Entire tomes have been written on the subject of enforceability, with what counts as enforceable depending on such questions as whether the recipient is a consumer and the type of contract involved. In short, however, to help ensure the clause is enforceable, the limitations should be reasonable, clear and visible.

It is also useful to subdivide limiting provisions into different clauses – this can limit the risk that one unreasonable provision will render them all unenforceable. Well-drafted contracts will also include what is called a “separation” clause to facilitate this.

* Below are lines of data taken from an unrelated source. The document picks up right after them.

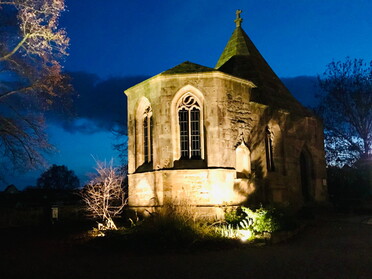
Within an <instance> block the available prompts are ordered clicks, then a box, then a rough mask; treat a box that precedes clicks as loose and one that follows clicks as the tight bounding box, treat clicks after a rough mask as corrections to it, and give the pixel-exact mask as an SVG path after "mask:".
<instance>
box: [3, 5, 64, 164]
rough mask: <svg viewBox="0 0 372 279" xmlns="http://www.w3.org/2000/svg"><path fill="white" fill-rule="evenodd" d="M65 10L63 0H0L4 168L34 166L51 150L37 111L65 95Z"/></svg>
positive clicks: (42, 162)
mask: <svg viewBox="0 0 372 279" xmlns="http://www.w3.org/2000/svg"><path fill="white" fill-rule="evenodd" d="M64 10H65V5H64V0H13V1H3V0H0V127H1V128H0V154H1V155H0V157H1V160H0V161H1V162H4V161H6V164H4V165H8V166H9V168H12V169H14V168H16V169H18V170H24V169H32V168H35V167H37V166H39V165H40V164H42V163H43V154H42V152H44V151H50V150H52V146H51V145H50V144H49V143H48V141H47V137H46V134H45V132H44V118H43V115H42V114H41V111H43V110H45V109H50V108H52V106H53V104H56V103H58V104H59V105H58V106H54V107H53V108H54V109H56V108H57V107H58V108H59V107H63V108H66V107H65V106H62V105H61V104H66V103H68V100H69V98H68V94H67V93H68V92H70V88H69V85H68V81H67V77H66V76H65V75H64V74H62V72H61V68H62V67H61V65H60V62H59V61H60V60H61V59H63V58H64V57H65V56H66V55H67V47H68V44H69V39H68V37H67V35H66V32H65V31H64V30H63V29H61V28H59V27H58V21H59V17H60V15H61V13H62V12H63V11H64Z"/></svg>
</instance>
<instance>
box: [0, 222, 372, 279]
mask: <svg viewBox="0 0 372 279" xmlns="http://www.w3.org/2000/svg"><path fill="white" fill-rule="evenodd" d="M371 219H372V217H368V216H364V217H350V216H347V217H342V216H338V217H333V218H329V217H328V218H323V219H319V220H318V221H317V222H314V224H312V225H310V226H309V227H308V228H306V229H305V230H304V231H303V232H301V233H300V234H299V235H297V236H296V237H295V238H294V239H291V240H290V241H288V242H286V243H280V244H277V245H272V246H263V247H246V248H240V249H230V250H219V251H199V252H192V253H170V252H169V253H165V252H162V253H152V254H150V255H149V254H143V255H142V254H141V253H137V254H136V255H130V254H120V253H106V254H98V253H94V251H93V252H91V253H87V251H76V249H74V247H66V246H64V244H63V242H62V243H53V242H52V245H51V246H48V245H41V246H40V249H38V248H37V247H35V245H29V246H27V245H26V244H25V246H24V247H23V248H22V249H20V248H19V249H18V250H16V251H15V250H14V249H11V248H9V247H8V248H7V249H2V250H1V249H0V253H1V254H0V260H1V265H2V268H1V271H0V277H1V278H4V279H8V278H9V279H10V278H38V279H42V278H50V279H55V278H65V279H70V278H87V279H94V278H123V279H124V278H127V279H128V278H129V279H132V278H133V279H141V278H146V279H147V278H148V279H150V278H161V279H167V278H177V279H178V278H179V279H182V278H193V279H198V278H214V279H217V278H229V279H234V278H239V279H241V278H256V279H259V278H286V279H290V278H301V279H302V278H337V279H339V278H363V279H364V278H365V279H371V278H372V225H371V224H370V221H371ZM22 246H23V245H22Z"/></svg>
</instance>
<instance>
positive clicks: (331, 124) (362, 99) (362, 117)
mask: <svg viewBox="0 0 372 279" xmlns="http://www.w3.org/2000/svg"><path fill="white" fill-rule="evenodd" d="M319 83H320V87H321V89H322V94H321V95H320V104H319V106H318V107H317V112H318V113H319V115H320V116H321V117H322V118H323V122H324V126H325V127H324V128H325V132H324V134H325V149H326V159H327V163H328V164H329V165H334V166H343V165H344V164H350V165H351V164H353V163H354V162H355V161H357V160H358V159H368V158H371V150H372V61H370V62H369V64H368V63H365V62H364V61H363V60H362V59H354V60H352V59H350V58H347V59H346V60H345V61H344V62H340V61H339V62H332V63H330V64H328V65H327V68H326V71H325V72H324V74H323V76H321V77H320V78H319Z"/></svg>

5. How should I handle financial losses?

It is common to see provisions excluding “indirect and consequential losses”. This is quite often put in place on the basis that it will mean that financial losses (eg loss of profits, loss of anticipated savings, damage to goodwill) are excluded. This is a misconception; indirect and consequential losses are losses which are not the natural results of the breach in the ordinary course of events, but result from a particular circumstance of the case. Financial losses can be direct losses when they are the usual and foreseeable results of a breach.

If you want to exclude financial losses, it is better to specifically define the specific types of losses in the document.

6. What about allowances?

Indemnities are clauses obliging one party to indemnify another for a specific type of loss.

It is relatively common to award indemnities for certain third-party claims (for example, a claim brought by a third party that software provided under a contract infringes that third party’s intellectual property).

Unless there is a particularly good reason to award compensation for a specific peril, however, you should, where possible, refrain from awarding compensation. Indemnity invariably increases your liability beyond what would normally be the case. Nor is it common in an English law context to award significant damages.

It may be appropriate for allowances to be outside the normal cap of limitations, but generally only (among other points) if the allowances are specific and limited in scope.


Negotiating any limitation of liability requires a deliberate and thoughtful approach to providing protection against liability and loss under a contract.